Comment le Salvador se prépare-t-il à l’investiture de Nayib Bukele ?

Quelques heures avant que le président salvadorien Nayib Bukele n'assume son deuxième mandat à la présidence du Salvador, les préparatifs pour son investiture sont presque prêts.

Bukele prendra ses fonctions ce 1er juin au Palais National, siège du gouvernement situé dans le centre historique de San Salvador. La cérémonie d'inauguration devrait commencer à 8h00, heure locale.

Pendant plusieurs semaines, le bâtiment historique a été réaménagé par les fonctionnaires, qui ont remodelé la façade, remplacé les carrelages centenaires et déplacé de grands arbres pour l'événement.

Plusieurs écrans ont également été placés autour de la zone sur lesquels l'événement sera retransmis aux citoyens présents sur la place. L'investiture de Bukele sera un événement ouvert au public.

Le gouvernement a annoncé que quelque 3 000 agents de la circulation seraient déployés pour guider la circulation des véhicules dans la zone.

De même, le Congrès a décrété le 1er juin jour de congé payé pour le secteur privé.

dernier lorsqu'il a remporté les élections avec 2,7 millions de voix, ce qui équivaut à 82,6% des suffrages valables et 41% des listes électorales.

C'est la deuxième fois en 84 ans qu'un président salvadorien est réélu de manière consécutive et avec un haut niveau de popularité.

Bukele assumera la présidence du Salvador pendant cinq ans supplémentaires, jusqu'en 2029, entre .

Lorsque Bukele est entré à la présidence en juin 2019, le taux d'homicides était de 38 pour 100 000 habitants, selon les données de la table tripartite composée de la police, du parquet et de la médecine légale.
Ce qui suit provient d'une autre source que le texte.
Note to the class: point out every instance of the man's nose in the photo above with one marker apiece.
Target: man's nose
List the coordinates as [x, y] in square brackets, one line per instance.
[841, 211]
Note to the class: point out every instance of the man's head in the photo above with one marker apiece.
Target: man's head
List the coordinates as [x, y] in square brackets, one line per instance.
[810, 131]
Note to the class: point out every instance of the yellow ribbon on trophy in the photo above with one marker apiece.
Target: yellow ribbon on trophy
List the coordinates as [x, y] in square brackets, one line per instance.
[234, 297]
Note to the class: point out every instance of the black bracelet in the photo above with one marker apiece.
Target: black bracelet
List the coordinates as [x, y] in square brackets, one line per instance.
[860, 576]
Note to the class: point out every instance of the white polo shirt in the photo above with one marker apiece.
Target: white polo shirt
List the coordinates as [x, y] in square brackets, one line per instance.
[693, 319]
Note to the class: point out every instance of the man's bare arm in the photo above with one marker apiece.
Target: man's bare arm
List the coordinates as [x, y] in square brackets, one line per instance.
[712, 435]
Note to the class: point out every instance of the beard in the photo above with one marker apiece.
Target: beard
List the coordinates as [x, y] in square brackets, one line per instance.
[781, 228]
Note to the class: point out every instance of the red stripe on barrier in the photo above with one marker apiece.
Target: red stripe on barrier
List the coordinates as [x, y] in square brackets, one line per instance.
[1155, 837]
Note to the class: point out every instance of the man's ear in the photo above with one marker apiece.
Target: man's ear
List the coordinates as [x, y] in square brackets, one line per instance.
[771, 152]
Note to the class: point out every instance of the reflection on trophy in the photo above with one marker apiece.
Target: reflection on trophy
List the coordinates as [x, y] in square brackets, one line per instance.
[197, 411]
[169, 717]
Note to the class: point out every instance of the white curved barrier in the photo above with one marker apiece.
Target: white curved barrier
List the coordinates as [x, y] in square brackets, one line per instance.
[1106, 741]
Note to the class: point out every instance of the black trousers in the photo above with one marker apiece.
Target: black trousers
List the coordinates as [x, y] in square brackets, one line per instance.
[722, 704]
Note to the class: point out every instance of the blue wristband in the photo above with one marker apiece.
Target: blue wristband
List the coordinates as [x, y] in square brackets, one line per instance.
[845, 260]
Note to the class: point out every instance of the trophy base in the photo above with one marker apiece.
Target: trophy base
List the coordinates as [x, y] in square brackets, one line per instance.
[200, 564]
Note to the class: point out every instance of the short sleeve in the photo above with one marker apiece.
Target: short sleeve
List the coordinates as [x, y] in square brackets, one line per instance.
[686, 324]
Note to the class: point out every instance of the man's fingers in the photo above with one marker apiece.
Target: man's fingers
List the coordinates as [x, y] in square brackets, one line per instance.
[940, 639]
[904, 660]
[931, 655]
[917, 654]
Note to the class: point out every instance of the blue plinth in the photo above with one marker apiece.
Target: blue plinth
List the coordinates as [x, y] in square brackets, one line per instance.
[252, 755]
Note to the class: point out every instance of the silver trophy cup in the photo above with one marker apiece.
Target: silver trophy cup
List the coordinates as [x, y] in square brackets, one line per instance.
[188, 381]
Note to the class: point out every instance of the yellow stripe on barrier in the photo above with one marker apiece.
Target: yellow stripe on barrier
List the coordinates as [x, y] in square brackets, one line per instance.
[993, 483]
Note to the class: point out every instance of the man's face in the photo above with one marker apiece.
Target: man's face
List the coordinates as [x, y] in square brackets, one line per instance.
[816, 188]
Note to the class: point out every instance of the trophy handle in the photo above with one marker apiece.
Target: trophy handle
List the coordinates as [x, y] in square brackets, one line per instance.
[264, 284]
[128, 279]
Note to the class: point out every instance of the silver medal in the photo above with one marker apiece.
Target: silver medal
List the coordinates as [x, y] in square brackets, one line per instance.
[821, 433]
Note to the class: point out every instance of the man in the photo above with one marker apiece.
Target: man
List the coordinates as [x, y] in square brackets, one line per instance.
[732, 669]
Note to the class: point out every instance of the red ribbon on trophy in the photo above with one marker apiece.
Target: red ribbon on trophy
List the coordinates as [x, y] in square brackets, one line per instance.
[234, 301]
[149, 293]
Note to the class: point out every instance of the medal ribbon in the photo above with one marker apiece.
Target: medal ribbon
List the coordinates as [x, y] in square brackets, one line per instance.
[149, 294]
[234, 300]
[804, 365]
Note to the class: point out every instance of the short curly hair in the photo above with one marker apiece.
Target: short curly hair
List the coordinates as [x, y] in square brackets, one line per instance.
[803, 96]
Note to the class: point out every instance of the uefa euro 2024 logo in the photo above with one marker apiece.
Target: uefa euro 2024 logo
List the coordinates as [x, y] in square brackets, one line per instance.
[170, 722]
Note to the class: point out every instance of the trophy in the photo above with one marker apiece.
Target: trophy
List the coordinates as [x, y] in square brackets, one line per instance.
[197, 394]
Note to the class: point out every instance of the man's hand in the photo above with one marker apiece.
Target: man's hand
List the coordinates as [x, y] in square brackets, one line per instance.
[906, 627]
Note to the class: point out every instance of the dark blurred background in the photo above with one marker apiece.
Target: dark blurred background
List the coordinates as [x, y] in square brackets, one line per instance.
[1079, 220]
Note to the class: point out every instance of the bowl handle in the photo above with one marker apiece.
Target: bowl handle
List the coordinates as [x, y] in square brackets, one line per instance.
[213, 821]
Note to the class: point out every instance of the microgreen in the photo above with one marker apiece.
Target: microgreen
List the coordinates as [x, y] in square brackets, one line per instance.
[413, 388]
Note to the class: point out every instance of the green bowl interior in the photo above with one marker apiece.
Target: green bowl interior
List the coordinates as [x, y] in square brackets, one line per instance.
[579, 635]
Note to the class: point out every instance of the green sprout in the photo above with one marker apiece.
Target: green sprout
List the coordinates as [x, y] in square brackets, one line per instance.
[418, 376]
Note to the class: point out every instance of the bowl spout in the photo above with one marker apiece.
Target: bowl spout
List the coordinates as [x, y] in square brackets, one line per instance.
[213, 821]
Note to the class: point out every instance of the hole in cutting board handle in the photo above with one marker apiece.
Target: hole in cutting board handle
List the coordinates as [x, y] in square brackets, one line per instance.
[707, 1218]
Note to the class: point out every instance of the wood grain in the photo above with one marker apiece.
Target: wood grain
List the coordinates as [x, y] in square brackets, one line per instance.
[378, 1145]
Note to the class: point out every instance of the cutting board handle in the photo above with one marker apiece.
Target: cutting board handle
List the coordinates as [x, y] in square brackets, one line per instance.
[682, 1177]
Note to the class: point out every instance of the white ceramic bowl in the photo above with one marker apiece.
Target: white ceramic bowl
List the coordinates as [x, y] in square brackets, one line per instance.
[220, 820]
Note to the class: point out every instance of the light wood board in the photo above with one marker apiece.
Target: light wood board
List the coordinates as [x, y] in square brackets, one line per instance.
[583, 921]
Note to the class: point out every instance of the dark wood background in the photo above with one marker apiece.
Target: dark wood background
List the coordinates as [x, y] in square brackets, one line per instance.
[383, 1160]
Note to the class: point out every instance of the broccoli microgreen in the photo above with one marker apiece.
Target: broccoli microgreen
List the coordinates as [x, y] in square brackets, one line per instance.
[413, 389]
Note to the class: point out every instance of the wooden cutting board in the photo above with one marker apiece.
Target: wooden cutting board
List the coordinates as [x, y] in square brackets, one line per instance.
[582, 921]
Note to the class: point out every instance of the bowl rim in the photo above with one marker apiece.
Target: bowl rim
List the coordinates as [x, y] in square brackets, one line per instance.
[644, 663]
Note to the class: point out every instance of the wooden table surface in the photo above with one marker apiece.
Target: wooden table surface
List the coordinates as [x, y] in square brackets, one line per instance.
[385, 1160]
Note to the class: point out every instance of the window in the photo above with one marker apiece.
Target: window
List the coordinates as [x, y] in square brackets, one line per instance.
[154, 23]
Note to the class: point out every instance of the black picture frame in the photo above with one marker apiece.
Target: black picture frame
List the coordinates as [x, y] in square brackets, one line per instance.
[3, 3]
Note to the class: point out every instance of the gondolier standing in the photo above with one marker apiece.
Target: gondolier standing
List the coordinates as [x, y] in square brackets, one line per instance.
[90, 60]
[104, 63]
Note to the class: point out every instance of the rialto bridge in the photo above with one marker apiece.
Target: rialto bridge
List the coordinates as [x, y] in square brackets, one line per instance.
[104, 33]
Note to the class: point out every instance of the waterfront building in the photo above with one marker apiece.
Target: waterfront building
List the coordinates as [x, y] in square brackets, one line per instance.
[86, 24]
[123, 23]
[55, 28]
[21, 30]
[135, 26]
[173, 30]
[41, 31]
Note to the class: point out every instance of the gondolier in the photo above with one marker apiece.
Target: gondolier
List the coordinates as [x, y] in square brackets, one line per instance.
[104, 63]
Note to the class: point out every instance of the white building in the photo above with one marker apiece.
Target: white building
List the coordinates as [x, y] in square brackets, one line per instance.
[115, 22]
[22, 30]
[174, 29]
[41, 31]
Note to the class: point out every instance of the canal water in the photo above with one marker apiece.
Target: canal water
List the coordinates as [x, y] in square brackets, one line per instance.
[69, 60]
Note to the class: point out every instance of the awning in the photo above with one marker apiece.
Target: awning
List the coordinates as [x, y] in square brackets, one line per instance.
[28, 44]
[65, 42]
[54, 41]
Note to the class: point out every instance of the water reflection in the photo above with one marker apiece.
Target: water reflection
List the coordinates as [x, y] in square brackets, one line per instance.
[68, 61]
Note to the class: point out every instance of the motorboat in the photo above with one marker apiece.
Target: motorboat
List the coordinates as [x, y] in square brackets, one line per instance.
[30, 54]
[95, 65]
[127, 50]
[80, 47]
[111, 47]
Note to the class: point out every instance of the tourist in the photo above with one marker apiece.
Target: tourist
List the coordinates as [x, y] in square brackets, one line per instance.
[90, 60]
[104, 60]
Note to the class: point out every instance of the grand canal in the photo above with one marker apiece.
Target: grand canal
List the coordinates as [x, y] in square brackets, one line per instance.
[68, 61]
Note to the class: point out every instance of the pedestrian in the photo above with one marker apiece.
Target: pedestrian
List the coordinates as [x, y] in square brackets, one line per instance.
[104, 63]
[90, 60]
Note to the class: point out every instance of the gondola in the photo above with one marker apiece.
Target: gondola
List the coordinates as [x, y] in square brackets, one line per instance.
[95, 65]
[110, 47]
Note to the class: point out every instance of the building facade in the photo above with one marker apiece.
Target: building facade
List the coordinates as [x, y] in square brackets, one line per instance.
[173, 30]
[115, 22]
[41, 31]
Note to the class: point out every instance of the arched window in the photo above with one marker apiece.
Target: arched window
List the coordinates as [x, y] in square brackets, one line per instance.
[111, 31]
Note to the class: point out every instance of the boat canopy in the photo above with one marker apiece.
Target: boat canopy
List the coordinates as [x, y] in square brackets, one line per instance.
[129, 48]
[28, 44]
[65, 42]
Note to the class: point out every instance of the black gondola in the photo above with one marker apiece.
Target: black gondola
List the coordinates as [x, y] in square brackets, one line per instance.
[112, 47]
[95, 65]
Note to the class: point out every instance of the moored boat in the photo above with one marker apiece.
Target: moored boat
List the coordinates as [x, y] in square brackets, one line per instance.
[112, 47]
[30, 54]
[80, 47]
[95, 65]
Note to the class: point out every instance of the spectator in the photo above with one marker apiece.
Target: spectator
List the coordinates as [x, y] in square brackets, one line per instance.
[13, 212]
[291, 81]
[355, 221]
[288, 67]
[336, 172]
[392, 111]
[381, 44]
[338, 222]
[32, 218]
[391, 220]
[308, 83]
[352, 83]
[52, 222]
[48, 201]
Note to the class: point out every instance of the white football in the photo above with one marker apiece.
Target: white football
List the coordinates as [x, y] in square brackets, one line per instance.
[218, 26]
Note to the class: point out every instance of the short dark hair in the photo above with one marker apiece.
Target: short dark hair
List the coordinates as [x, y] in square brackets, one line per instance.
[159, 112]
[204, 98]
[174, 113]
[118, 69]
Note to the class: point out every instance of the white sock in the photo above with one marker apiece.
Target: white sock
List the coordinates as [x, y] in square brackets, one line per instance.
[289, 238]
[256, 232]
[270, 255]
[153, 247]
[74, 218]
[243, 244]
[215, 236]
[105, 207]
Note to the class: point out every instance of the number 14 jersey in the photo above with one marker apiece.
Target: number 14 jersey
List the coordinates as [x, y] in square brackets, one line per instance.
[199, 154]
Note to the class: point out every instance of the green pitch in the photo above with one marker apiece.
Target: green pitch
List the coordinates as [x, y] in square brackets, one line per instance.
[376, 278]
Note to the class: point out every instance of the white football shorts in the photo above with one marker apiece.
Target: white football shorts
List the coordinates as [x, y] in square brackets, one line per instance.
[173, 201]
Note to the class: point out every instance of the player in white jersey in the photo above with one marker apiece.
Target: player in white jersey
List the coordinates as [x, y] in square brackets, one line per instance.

En 2023, le taux a clôturé à 2,4.

Dans le cadre de la « guerre contre les gangs » très médiatisée de Bukele, qui a caractérisé son mandat, le Salvador a imposé une loi qui lui permettait de capturer tout membre de gang ou collaborateur présumé de gang sans ordonnance du tribunal, une stratégie avec laquelle il a réussi à démanteler les gangs. quartiers.

Mais toute la stratégie de sécurité n’a pas été rose : les captures arbitraires ou injustifiées ont été la principale plainte des organisations de défense des droits humains selon lesquelles le régime d’urgence a violé les droits d’au moins 6 436 Salvadoriens.

Réélection controversée

Le dernier président réélu au Salvador avant Nayib Bukele était Maximiliano Hernández Martínez, un dictateur arrivé au pouvoir par un coup d'État en 1931.

Cette fois, Bukele s’est appuyé sur l’un des cinq articles de la Constitution faisant référence à la réélection présidentielle pour se présenter à nouveau aux élections. Ceci malgré le fait que la Constitution stipule que le mandat présidentiel est de cinq ans et commence et se termine le 1er juin, « sans que celui qui a exercé la présidence ne puisse continuer dans ses fonctions même un jour de plus ».

Cependant, Bukele a été nommé par la Cour plénière et le Tribunal électoral suprême pour être réélu. Aussi, la majorité de la population a soutenu la continuité de son projet politique, selon différents sondages.